Merry Christmas, Now Go Get Me Some Leads

I was just catching up on the lead-gen blogosphere and read a great article from my boy Mike Damphousse on getting leads during the holidays. I know you’re hearing right now from your people working the phones, “No one’s picking up their phones.” I’m not completely oblivious; there are less people in the office right now.  However, there are some important things to remember about holiday lead gen:

  1. The first week in January isn’t much better. This is for a different reason; it’s CRAZY when the new year starts. If the sales (inside, appointment setters, etc.) are wigging out now, think about the beginning of January when everyone’s hair is on fire.
  2. 2010 planning either happened or is still happening. If you haven’t converted leads, you need to right away.
  3. People who are in the office may be more open to chat. It’s slow, so you may have a more  captive audience.
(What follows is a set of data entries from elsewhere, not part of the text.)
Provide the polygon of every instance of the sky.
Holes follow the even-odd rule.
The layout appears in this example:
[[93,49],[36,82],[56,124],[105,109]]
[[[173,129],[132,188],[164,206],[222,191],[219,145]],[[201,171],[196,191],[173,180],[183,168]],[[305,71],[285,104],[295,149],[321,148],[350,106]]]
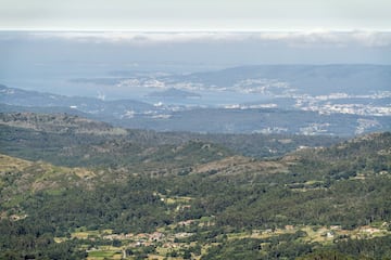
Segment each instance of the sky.
[[0,0],[0,83],[129,69],[391,64],[390,13],[391,0]]
[[0,30],[391,30],[390,0],[0,0]]

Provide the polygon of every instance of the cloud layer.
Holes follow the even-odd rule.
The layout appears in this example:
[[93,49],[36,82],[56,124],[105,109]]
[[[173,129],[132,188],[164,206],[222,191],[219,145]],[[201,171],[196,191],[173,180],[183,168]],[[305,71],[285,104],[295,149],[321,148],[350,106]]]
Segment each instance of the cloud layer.
[[60,39],[77,42],[118,43],[134,46],[175,43],[229,43],[254,42],[283,44],[292,48],[333,47],[390,48],[391,31],[192,31],[192,32],[142,32],[142,31],[60,31],[27,32],[36,40]]

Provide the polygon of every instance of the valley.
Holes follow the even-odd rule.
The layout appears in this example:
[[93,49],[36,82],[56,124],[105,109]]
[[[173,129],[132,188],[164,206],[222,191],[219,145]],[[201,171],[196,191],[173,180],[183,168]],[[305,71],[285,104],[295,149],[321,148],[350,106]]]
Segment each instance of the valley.
[[0,257],[387,259],[390,146],[2,113]]

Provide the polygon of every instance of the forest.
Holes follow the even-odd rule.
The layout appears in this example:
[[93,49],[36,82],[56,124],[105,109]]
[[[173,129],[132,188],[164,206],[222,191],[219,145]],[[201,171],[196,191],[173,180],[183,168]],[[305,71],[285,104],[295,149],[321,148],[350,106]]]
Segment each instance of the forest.
[[390,132],[247,140],[1,118],[0,259],[390,259]]

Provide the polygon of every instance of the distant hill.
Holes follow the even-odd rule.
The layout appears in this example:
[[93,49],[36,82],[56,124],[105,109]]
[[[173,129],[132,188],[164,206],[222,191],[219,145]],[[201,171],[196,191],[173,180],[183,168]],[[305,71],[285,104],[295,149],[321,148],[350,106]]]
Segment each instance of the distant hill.
[[[382,259],[391,133],[305,145],[336,141],[0,114],[0,258],[164,258],[168,245],[202,259]],[[225,146],[247,143],[289,153],[257,159]]]
[[[202,83],[207,88],[232,88],[245,80],[267,79],[287,83],[295,93],[312,95],[344,92],[369,94],[389,91],[391,87],[390,65],[254,65],[194,73],[178,77],[178,81]],[[274,81],[265,81],[264,84]],[[260,84],[260,82],[257,82]],[[240,86],[239,86],[240,87]],[[277,84],[276,84],[277,87]],[[242,86],[245,88],[245,86]]]
[[201,98],[200,94],[192,93],[190,91],[184,91],[175,88],[171,88],[164,91],[155,91],[148,94],[150,98],[172,98],[172,99],[190,99]]

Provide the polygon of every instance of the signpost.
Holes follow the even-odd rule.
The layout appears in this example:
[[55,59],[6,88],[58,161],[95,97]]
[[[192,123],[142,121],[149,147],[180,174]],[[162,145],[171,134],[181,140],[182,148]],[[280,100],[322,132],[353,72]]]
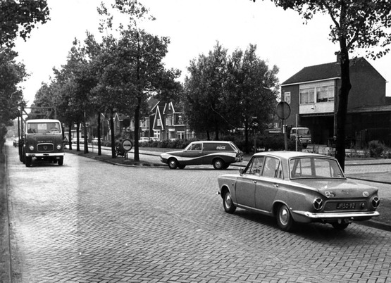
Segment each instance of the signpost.
[[128,152],[132,150],[132,148],[133,147],[133,144],[132,143],[132,141],[129,139],[125,139],[123,141],[122,141],[121,146],[125,151],[125,159],[128,159]]
[[281,124],[283,125],[283,132],[284,133],[284,142],[285,144],[285,151],[287,151],[288,139],[287,139],[287,127],[284,122],[290,115],[290,106],[285,101],[280,101],[278,102],[278,104],[277,104],[275,113],[277,114],[277,116],[278,116],[278,118],[281,119],[281,122],[282,122]]

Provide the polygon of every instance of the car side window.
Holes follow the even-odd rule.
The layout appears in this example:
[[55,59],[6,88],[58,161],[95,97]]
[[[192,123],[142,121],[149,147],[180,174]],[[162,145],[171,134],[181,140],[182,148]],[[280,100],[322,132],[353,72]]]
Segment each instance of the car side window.
[[251,174],[259,176],[263,166],[264,156],[257,156],[252,158],[244,174]]
[[277,175],[278,168],[280,167],[280,161],[273,157],[266,157],[265,161],[265,167],[262,176],[275,177]]
[[201,151],[202,150],[202,144],[201,143],[197,143],[192,144],[192,147],[190,148],[191,151]]

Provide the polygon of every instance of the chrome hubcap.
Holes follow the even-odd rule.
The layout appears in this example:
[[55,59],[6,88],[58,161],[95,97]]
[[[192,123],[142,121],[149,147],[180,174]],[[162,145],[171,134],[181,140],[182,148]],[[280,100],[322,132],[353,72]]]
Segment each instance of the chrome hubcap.
[[289,219],[289,212],[285,208],[283,208],[280,211],[280,220],[281,221],[281,224],[286,225],[288,222]]
[[231,196],[230,194],[225,194],[225,206],[227,208],[230,208],[232,203],[232,201],[231,199]]

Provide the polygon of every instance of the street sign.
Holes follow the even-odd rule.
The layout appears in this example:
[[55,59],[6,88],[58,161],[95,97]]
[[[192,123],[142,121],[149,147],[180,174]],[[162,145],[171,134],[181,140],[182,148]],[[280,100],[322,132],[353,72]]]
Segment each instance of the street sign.
[[133,147],[133,144],[132,144],[132,141],[130,139],[125,139],[122,142],[122,148],[123,149],[124,151],[130,151],[132,150],[132,147]]
[[275,113],[280,119],[287,119],[290,115],[290,106],[285,101],[280,101],[277,104]]

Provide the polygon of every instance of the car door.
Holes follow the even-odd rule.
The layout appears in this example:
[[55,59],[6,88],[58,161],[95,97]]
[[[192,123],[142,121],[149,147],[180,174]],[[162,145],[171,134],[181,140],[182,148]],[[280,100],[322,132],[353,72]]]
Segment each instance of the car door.
[[193,142],[183,151],[180,163],[182,165],[199,165],[201,163],[202,142]]
[[271,212],[273,202],[283,178],[281,163],[278,158],[267,156],[260,180],[255,187],[255,205],[259,210]]
[[238,204],[255,208],[255,189],[263,166],[264,156],[254,156],[236,183],[236,199]]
This is key.
  4. You’re paying to have people working the phones. Use them!

So, here’s the problem: your connect rate is your conversion rate and your guys are dialing like crazy and no one is answering. That hurts, I know. We just ran a Connect and Sell session and got zilch. (For reference: we average 20 connects per session on it.)

If connect quality is up (the people you will speak to may be more engaged) and connect quantity is down, marketing can help solve this problem. What you don’t want is for sales to just dial for dollars; instead you want to provide them with the intelligence to call the right people.

Who should they call?

  1. Download = Call them: People do download from home, but they don’t download from vacation.  Instead of piling through leads generated over the last month, only work on recent downloads.  Think about this type of buyer: He or she finally has time to research, and more importantly, he or she is working.
  2. Web site Activity = Call them: Marketing automation can help you here. Remember, one of things you want to do is get sales working on the right thing.  Leaving voice mails for out-of-office prospects is not one of them. You need the functionality to tell sales “this guy is working and BTW, currently checking out your solutions.”
  3. Email: Many people shut email down because they don’t get the type of big responses they get during non-holiday times.  Instead, turn it on, and even the five to 10 people you get to react will help sales calling people who are working.
  4. Lower your scores: If you do use marketing automation,  have dedicated phone resources and aren’t connecting as much, then don’t wait until they hit your steady-state “this guy is ready for sales to call” scores.  In the holiday season, download and Web site activity should trigger a call.

Happy hunting.

Craig Rosenberg is the Funnelholic. He loves sales, marketing, and things that drive revenue. Follow him on Google+ or Twitter

  • I completely agree with your thoughts and this is the time to reach out simply because no one out there is doing it. In this new economy, there is no such thing as holidays- everyone is connected all the time. This is the second time in the past week where there has been major Blackberry outages- why? Because everyone is online while they’re waiting in line- catch them:)
    Happy Holidays

  • This strategy leads to burn out for sales people. It’s akin to, “you’re not rowing fast enough so I’m going to whip you more”. It’s as if you’re aware of the situation but haven’t taken advantage of that awareness to create better results.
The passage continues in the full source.